The ACLU issued a report July 18 headlined, “New Records Detail DHS Purchase and Use of Vast Quantities of Cell Phone Location Data.” The report linked to records obtained from different agencies within the Department of Homeland Security that show “the millions of taxpayer dollars DHS used to buy access to cell phone location information.”
Two “shadowy data brokers,” Venntel and Babel Street, sold the information to DHS, according to the records. ACLU said it reviewed 6,168 pages of location records containing roughly 336,000 “location points obtained from people’s phones.”
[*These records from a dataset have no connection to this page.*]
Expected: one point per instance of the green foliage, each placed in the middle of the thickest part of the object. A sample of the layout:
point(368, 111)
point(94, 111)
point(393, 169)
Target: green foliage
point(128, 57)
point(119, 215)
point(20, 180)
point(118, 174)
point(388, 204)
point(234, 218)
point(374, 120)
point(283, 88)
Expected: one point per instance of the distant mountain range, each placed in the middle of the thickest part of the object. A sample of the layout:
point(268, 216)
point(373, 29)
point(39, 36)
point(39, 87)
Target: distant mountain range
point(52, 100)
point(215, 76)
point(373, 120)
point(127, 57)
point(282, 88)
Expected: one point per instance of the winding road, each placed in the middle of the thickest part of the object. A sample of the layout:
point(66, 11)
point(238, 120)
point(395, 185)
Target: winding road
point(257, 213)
During one three-day span in 2018, ACLU said, “the records contain around 113,654 location points — more than 26 location points per minute.” Adding another layer of concern, those records allegedly came “from just one area in the Southwestern United States, meaning it is just a small subset of the total volume of people’s location information available to the agency.”
Venntel sent marketing materials to DHS “explaining how the company collects more than 15 billion location points from over 250 million cell phones and other mobile devices every day,” ACLU said. [Emphasis added.]
Law enforcement could, in effect, use the data to “identify devices observed at places of interest” and “identify repeat visitors, frequented locations, pinpoint known associates, and discover pattern of life” according to a Venntel marketing brochure.
ACLU said that the federal government can search DHS’s “massive trove” of location information to track “specific individuals or everyone in a particular area, learning details of our private activities and associations.”
Earlier this month, The Heritage Foundation filed a lawsuit against DHS for documents related to the agency’s contract with Babel Street. The company calls itself “The World’s Leading AI-Enabled Data-to-Knowledge Company.”
DHS has a contract for the “Babel X” product, which “scrapes,” or retrieves and copies, data from online sources and “apps,” as Heritage said in a July 7 press release. Heritage quoted Babel Street founder Jeff Chapman’s 2017 comment to The Washington Post: “‘There are billions of smartphones on the planet. All you have to do is listen to them.’”
It appears Big Brother – in the form of Big Government – has been doing exactly that.